While national figures on participation are hard to obtain, programs here in the Valley, like Arizona Disabled Sports, are expanding with more staff members. Figures from the National Federation of State High School Associations show a year-on-year increase in adaptive sports participation since at least 2015-16.
Challenges still face the programs here in the Valley. Adaptive sports aren’t cheap. Lack of competition also becomes an issue – with teams spread across vast distances and sometimes requiring burdensome travel.
Yet the two major programs in the Valley – Ability 360 and the Mesa-based Arizona Disabled Sports – are trying to overcome those challenges. With the fundraising efforts they put in, and their ambition to be the best, they may well do just that.
“We’re like a big family, in a way”
On a Tuesday night, Ability 360’s power soccer teams are out for practice. They’re making use of a large, shiny court that seems to form the heart of the facility. Just outside the window is a swimming pool, busy with people doing laps.
Power soccer is a fairly straightforward game. Played on a basketball court, the aim is to get an oversized ball to go between two posts – not unlike its namesake.
On the court, the players pass the ball around. In their powered wheelchairs, they spin suddenly, hitting the ball off a guard in front of their feet while music blasts in the background.

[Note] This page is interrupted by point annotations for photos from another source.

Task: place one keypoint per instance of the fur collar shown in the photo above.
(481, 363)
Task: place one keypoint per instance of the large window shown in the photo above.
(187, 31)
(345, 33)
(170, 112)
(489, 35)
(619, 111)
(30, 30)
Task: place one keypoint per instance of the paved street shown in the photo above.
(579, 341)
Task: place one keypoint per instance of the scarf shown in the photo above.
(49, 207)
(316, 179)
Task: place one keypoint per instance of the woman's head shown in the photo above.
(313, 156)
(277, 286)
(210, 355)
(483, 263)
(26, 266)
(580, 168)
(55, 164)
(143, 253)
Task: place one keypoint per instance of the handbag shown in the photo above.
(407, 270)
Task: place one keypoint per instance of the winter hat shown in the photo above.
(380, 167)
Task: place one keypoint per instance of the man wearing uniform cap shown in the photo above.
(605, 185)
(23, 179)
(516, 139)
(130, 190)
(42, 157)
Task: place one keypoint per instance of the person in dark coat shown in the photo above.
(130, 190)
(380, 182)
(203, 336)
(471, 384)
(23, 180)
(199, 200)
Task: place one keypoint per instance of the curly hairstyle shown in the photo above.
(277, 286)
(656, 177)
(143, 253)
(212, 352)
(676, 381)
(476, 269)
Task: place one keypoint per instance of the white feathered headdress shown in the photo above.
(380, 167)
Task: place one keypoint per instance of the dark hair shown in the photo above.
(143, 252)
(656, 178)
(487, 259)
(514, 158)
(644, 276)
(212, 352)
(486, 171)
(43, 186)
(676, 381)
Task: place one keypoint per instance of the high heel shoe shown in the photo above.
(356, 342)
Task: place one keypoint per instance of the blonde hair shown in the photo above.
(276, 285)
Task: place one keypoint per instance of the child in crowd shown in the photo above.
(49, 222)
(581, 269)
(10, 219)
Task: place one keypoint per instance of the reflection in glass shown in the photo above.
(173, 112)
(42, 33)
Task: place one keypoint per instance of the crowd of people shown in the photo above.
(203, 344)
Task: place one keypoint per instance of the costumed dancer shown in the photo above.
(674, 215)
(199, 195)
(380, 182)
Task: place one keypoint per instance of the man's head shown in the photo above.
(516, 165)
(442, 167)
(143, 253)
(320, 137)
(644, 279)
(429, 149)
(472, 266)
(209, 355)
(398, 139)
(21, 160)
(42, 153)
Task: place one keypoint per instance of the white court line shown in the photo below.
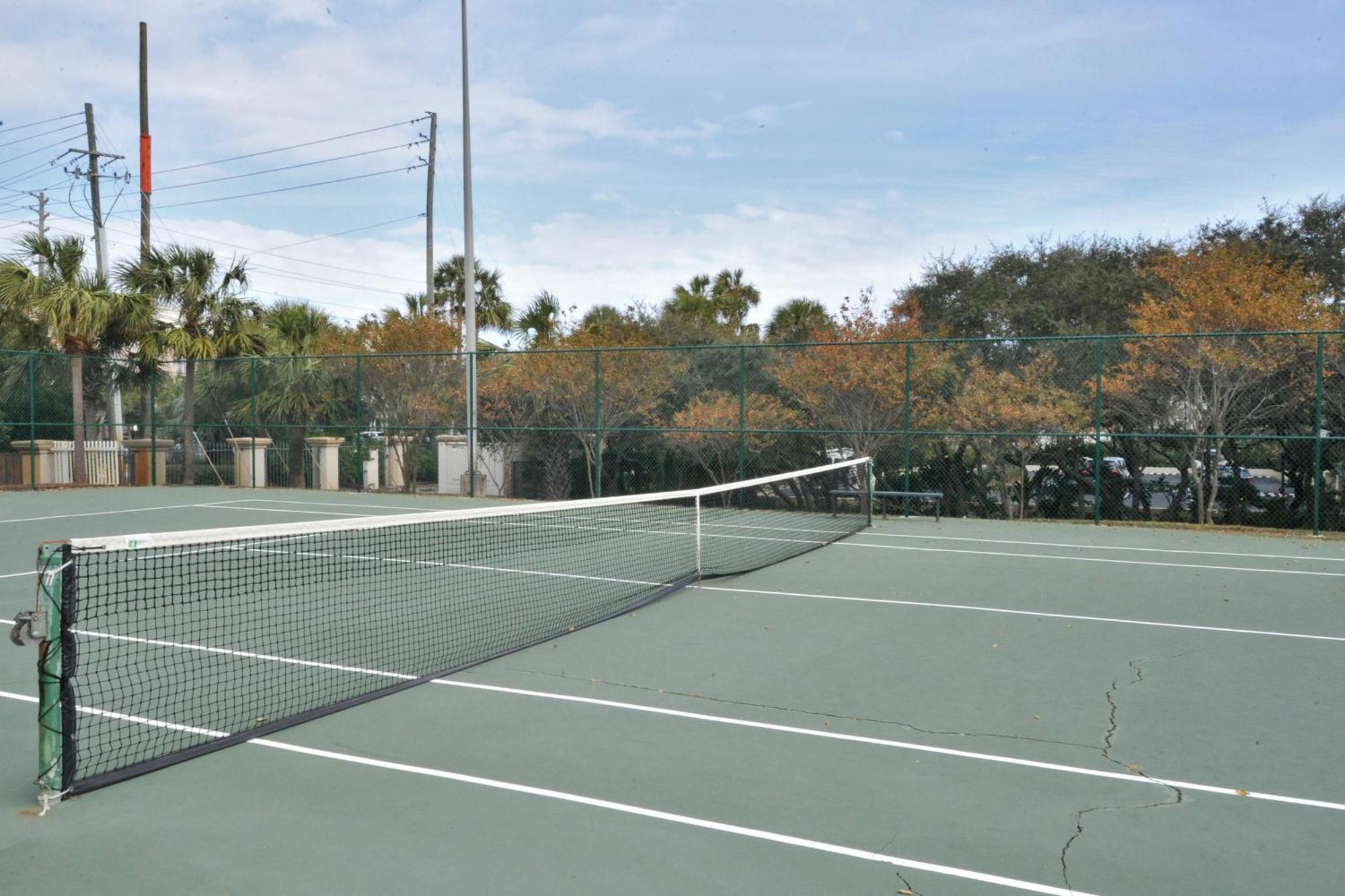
(280, 510)
(742, 723)
(899, 744)
(1019, 612)
(691, 821)
(1066, 544)
(337, 503)
(1090, 560)
(106, 513)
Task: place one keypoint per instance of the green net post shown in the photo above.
(868, 478)
(906, 450)
(154, 430)
(743, 417)
(360, 423)
(33, 423)
(252, 413)
(598, 423)
(1317, 438)
(52, 559)
(1098, 346)
(474, 435)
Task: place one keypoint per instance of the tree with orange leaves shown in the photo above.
(1217, 385)
(708, 430)
(859, 392)
(411, 382)
(583, 389)
(1023, 408)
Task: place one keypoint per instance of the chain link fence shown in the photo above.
(1243, 430)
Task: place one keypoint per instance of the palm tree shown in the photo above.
(492, 307)
(210, 318)
(76, 313)
(732, 298)
(602, 321)
(692, 303)
(800, 321)
(297, 386)
(540, 325)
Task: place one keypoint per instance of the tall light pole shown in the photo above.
(469, 274)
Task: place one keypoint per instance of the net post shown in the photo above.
(906, 452)
(52, 732)
(1098, 431)
(743, 417)
(252, 400)
(699, 536)
(154, 430)
(868, 478)
(1317, 438)
(471, 424)
(360, 421)
(598, 424)
(33, 424)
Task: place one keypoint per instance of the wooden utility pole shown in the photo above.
(99, 240)
(430, 212)
(145, 142)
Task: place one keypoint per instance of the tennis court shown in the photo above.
(966, 706)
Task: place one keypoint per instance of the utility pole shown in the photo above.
(469, 272)
(145, 142)
(99, 240)
(430, 212)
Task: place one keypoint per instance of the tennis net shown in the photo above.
(155, 649)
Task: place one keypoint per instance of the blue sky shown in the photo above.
(623, 147)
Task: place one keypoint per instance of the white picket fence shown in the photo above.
(104, 462)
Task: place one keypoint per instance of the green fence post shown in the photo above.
(252, 401)
(52, 559)
(1098, 432)
(598, 423)
(360, 423)
(154, 431)
(33, 423)
(906, 451)
(868, 489)
(743, 417)
(1317, 439)
(474, 432)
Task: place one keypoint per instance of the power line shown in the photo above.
(34, 124)
(302, 165)
(298, 146)
(33, 153)
(342, 233)
(303, 261)
(34, 136)
(323, 282)
(301, 186)
(25, 174)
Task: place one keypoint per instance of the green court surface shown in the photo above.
(966, 706)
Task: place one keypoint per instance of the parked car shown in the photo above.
(1110, 467)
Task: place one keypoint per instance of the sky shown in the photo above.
(622, 147)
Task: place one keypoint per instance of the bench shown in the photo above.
(937, 497)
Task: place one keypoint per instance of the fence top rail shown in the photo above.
(734, 346)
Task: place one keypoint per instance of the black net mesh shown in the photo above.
(188, 642)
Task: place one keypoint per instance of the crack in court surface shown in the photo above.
(800, 710)
(1108, 744)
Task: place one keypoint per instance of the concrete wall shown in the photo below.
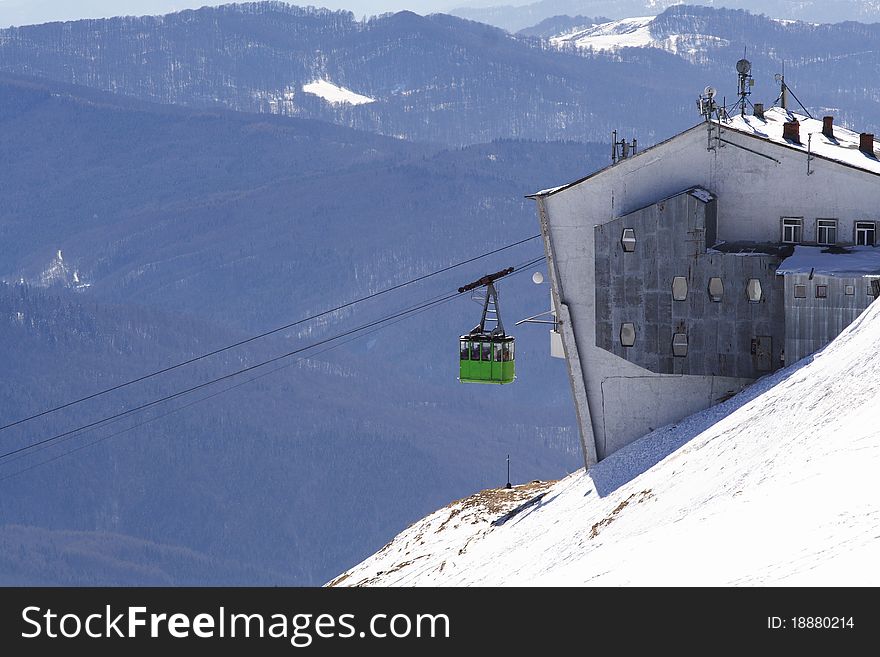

The number of players that night could be counted with two hands. Between them, they form two of Arizona’s three teams.
Ability 360’s soccer coach is Alison Baionno. “Having the opportunity to have a sport that you can improve in is a confidence booster for everyone,” she says.
Everyone is an appropriate descriptor. Power soccer is unique as a sport, Baionno says, because it doesn’t separate athletes into categories – they all compete together.
Dalen Soto is one of those athletes. He has a specially designed wheelchair which can be controlled with his head, and a few years of power soccer experience under his belt.
“It’s done a lot to boost my confidence to get out and do things,” he says, “instead of staying at home and doing nothing.” Not only does the team practice together, but they also socialize away from the court: “we’re like a big family, in a way”, Soto remarks.
He couldn’t talk for long. They’ll soon begin scrimmaging, and his teammates need him.
One of those teammates is Filsan Awale. She’s the only female player on either side, and found out about the team through social media. With her Ability 360 membership provided by a scheme that’s helping her into work, she was able to join.
“I never knew anything that I can fit in that was out there,” Awale says, “until I found out about power soccer.”
Remember the pain

The same court plays host to Goss’ rugby practices, although with a lot more “bashing and all that.”
Like the power soccer players, adaptive sport has had an impact on his life. “I was independent before, but when I came out here it really made me more independent.” he says. “Being around 15 other guys in wheelchairs, you learn a lot.”
It’s hard to describe Goss as anything but independent. He lives on his own – his parents are still back in his hometown. He drives into practices by himself. The little things, like easier methods of getting into that car, are what he’s picked up in Phoenix.
Goss’ independence shouldn’t come as a surprise.
Studies have long harked about the benefits of adaptive sports. A 2009 survey from Disabled Sports USA found that the employment rate of its athletes was twice that of the general disabled population.
These results were backed up by a separate study in 2015 by academics from the universities of Washington and Houston. Their study showed that, for the first ten years of participation, each year of sports increased the employment rate by four percentage points.
Of course, Goss’ independence requires adaptations. A wall knocked through in his house. A special type of car. Water to squirt on himself when training.
On his right arm is a tattoo – “remember the pain.” Nearly ten years on from his accident, he hasn’t forgotten yet.
“The best kept secret in the Valley”
Across in Mesa, two boys race each other in their wheelchairs.
The court that they’re on isn’t as glamorous as Ability 360’s purpose-built center, but it has no need to be.
This is Arizona Disabled Sports – the Valley’s other major adaptive sports program. There is a younger vibe here, and that’s visible today – it’s a wheelchair basketball practice, and five kids have shown up.
“They say that we’re the best kept secret in the Valley,” remarks Taylor Wilson, Arizona Disabled Sports’ Program Supervisor. The smiles on the faces of athletes suggest she may be on to something.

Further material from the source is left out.